Case 12 (a contract where page 1 is a coversheet, not the body). Page 1 has no insurer name. The system reads source_page = 1 from learned defaults, fails, detects the failure (the schema field comes back null), and falls back to asking:

Page 1 did not name an insurer on this contract. Should I try the table of contents to find where it is named, or do you want to point me to a page?

The user says try TOC. The system reads the TOC, finds the insurer-information section, retrieves, and answers. The learned default is now stratified: source_page = 1 for broker contracts with page_1_kind = body, source_page = TOC for broker contracts with page_1_kind = coversheet. The classifier for page_1_kind is a small learned column.

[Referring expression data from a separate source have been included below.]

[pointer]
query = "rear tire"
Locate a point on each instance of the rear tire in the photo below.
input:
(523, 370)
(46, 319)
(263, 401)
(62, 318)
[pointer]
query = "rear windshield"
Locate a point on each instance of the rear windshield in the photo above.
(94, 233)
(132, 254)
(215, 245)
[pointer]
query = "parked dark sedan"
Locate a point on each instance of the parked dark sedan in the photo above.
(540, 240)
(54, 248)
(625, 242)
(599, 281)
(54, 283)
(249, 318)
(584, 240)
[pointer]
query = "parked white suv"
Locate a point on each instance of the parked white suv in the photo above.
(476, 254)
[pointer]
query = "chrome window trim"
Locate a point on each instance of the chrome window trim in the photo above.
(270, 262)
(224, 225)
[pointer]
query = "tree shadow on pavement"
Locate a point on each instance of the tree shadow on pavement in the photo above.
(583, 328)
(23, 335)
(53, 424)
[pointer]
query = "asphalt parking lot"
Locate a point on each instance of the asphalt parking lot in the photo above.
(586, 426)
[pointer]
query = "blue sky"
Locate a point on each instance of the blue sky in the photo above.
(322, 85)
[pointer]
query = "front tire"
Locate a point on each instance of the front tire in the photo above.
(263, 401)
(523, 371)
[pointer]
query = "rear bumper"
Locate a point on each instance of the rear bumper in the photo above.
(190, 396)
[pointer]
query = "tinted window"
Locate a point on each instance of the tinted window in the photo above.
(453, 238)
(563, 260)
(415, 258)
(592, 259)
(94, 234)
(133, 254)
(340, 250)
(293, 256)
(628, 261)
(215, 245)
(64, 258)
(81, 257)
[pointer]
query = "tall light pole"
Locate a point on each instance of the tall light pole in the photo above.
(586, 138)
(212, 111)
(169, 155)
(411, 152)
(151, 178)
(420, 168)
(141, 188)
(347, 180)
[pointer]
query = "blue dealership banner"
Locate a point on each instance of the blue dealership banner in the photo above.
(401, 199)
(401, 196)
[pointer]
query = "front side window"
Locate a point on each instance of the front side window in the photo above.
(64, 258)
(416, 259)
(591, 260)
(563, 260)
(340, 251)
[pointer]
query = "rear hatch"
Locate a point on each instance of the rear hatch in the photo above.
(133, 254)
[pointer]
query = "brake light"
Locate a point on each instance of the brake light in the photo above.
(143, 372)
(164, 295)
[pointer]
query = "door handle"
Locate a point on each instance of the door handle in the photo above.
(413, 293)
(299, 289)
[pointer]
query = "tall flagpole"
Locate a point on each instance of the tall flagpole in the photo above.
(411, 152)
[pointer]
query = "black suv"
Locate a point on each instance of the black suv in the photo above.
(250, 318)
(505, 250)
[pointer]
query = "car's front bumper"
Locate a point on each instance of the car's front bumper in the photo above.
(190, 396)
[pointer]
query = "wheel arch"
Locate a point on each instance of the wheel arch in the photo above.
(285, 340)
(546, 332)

4. The Mechanism for Learning the Default

The learned default is a small table, one row per (target_field, doctype, optional sub-conditions). Each row tracks the candidate values the system has tried, the user’s votes (explicit Yes / No, or implicit when the user accepts the answer without correction), and a confidence band.

The update rules:

  • Explicit user agreement: the user clicks Yes on a proposed default. The default’s vote count increments. Confidence rises.
  • Implicit acceptance: the system applies a default silently, the answer is correct (downstream eval signal from the per-failure-mode evaluation layer), no correction in the conversation. Counted as a soft +1.
  • Explicit disagreement: the user says No or corrects. The default’s vote count for the proposed value drops, and the candidate the user named gains.
  • Failure detection: the default’s candidate value returns null from the schema. Counted as a stratification signal, not a vote drop, because the value might be right for some contracts and wrong for others.

The confidence determines whether the system asks or just applies. Below 0.6, always ask. Above 0.85, always apply silently. Between the two thresholds, ask occasionally to refresh the signal.

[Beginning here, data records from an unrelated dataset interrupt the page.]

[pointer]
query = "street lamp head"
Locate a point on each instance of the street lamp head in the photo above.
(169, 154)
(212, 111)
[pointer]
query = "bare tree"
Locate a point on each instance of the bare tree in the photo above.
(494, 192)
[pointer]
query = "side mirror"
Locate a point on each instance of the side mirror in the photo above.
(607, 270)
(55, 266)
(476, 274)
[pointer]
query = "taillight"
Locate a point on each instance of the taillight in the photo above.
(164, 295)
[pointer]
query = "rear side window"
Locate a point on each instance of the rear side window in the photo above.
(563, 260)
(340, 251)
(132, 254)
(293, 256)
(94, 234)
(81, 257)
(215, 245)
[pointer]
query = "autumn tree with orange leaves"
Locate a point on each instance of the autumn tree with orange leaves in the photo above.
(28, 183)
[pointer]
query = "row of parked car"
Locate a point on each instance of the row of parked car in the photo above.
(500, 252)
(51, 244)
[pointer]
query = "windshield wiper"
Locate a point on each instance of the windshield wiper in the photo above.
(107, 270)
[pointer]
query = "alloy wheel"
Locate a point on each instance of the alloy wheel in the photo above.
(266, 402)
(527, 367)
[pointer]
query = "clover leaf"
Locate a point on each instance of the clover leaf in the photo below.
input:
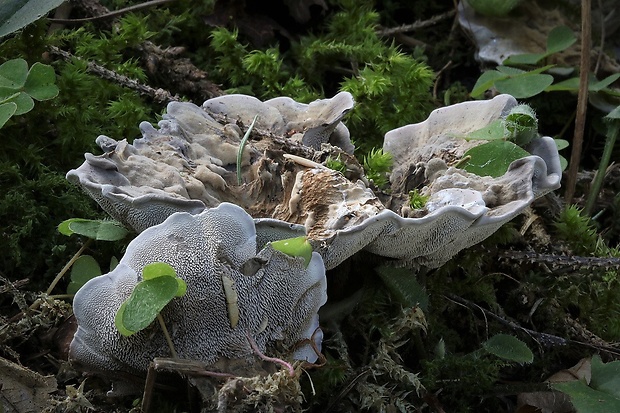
(20, 86)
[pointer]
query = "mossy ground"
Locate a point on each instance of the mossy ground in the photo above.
(381, 355)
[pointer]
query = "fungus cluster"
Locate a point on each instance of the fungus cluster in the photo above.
(176, 185)
(275, 297)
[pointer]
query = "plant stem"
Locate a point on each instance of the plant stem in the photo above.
(612, 133)
(167, 336)
(68, 265)
(582, 102)
(240, 151)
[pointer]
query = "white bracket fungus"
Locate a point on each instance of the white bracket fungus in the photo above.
(189, 164)
(276, 297)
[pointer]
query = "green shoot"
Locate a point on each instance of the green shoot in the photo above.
(417, 200)
(336, 164)
(377, 165)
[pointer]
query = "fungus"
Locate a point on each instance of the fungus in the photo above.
(276, 298)
(190, 164)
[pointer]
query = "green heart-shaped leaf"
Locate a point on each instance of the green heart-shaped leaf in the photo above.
(6, 111)
(524, 86)
(295, 247)
(148, 298)
(492, 158)
(40, 83)
(159, 269)
(100, 230)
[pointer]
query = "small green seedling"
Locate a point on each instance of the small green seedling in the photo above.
(336, 164)
(99, 230)
(525, 83)
(295, 247)
(505, 135)
(19, 86)
(377, 164)
(83, 268)
(417, 200)
(159, 285)
(492, 158)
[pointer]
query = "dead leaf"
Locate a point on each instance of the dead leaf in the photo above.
(22, 390)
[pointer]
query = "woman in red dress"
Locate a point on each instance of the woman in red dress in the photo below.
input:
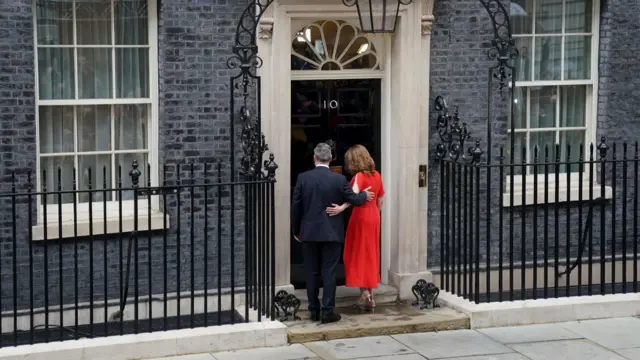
(362, 241)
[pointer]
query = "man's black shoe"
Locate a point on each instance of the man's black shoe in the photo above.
(331, 318)
(314, 316)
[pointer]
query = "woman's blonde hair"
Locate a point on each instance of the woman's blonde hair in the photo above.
(358, 160)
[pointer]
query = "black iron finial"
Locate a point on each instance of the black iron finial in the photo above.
(135, 174)
(603, 148)
(270, 167)
(476, 153)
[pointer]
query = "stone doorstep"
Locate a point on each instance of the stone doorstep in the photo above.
(386, 320)
(346, 296)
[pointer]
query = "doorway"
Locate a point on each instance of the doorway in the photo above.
(340, 112)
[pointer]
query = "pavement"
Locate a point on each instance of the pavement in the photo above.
(607, 339)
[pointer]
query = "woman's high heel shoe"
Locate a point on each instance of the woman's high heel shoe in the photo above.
(365, 298)
(370, 304)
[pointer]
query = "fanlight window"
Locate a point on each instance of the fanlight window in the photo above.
(332, 45)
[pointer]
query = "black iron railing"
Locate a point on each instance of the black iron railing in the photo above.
(150, 258)
(553, 226)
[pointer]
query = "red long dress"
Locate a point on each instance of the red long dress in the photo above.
(362, 241)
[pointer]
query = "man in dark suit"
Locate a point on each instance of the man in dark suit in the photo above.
(321, 235)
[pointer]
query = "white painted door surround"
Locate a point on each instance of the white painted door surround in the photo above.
(405, 109)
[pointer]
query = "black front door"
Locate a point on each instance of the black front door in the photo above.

from typing import Literal
from datetime import datetime

Signal = Literal["explicit_yes", "explicit_no", "implicit_ok", "failure"]

def update(default: ClarificationDefault, value: str, signal: Signal) -> ClarificationDefault:
    """One vote on a ClarificationDefault row, returns a new row."""
    votes = dict(default.candidate_votes)
    if signal == "explicit_yes":   votes[value] = votes.get(value, 0) + 1.0
    elif signal == "explicit_no":  votes[value] = votes.get(value, 0) - 1.0
    elif signal == "implicit_ok":  votes[value] = votes.get(value, 0) + 0.5
    # "failure": no vote change, only a stratification candidate
    n_new = default.sample_size + 1
    top = max(votes.values()) if votes else 0.0
    confidence_new = max(0.0, top) / n_new
    return default.model_copy(update={
        "candidate_votes": votes,
        "confidence": confidence_new,
        "sample_size": n_new,
        "last_refreshed": datetime.now(),
    })

def gate(default: ClarificationDefault) -> Literal["apply", "ask_occasionally", "ask"]:
    """Per-row gate: confidence < 0.6 always asks; > 0.85 applies; in between, refresh."""
    if default.confidence > 0.85: return "apply"
    if default.confidence < 0.60: return "ask"
    return "ask_occasionally"

The discipline that matters: every clarification asked and every default applied lands on the audit surface. The clarification fires as a row on the storage layer’s query_log (alongside the user’s question, the model version, and the dispatch decision). The default-application records both the default value used and the ClarificationDefault table row ID at the timestamp of the request, so the audit trail can reconstruct exactly how the system arrived at any given answer — including which learned default was in effect and how confident it was at the time.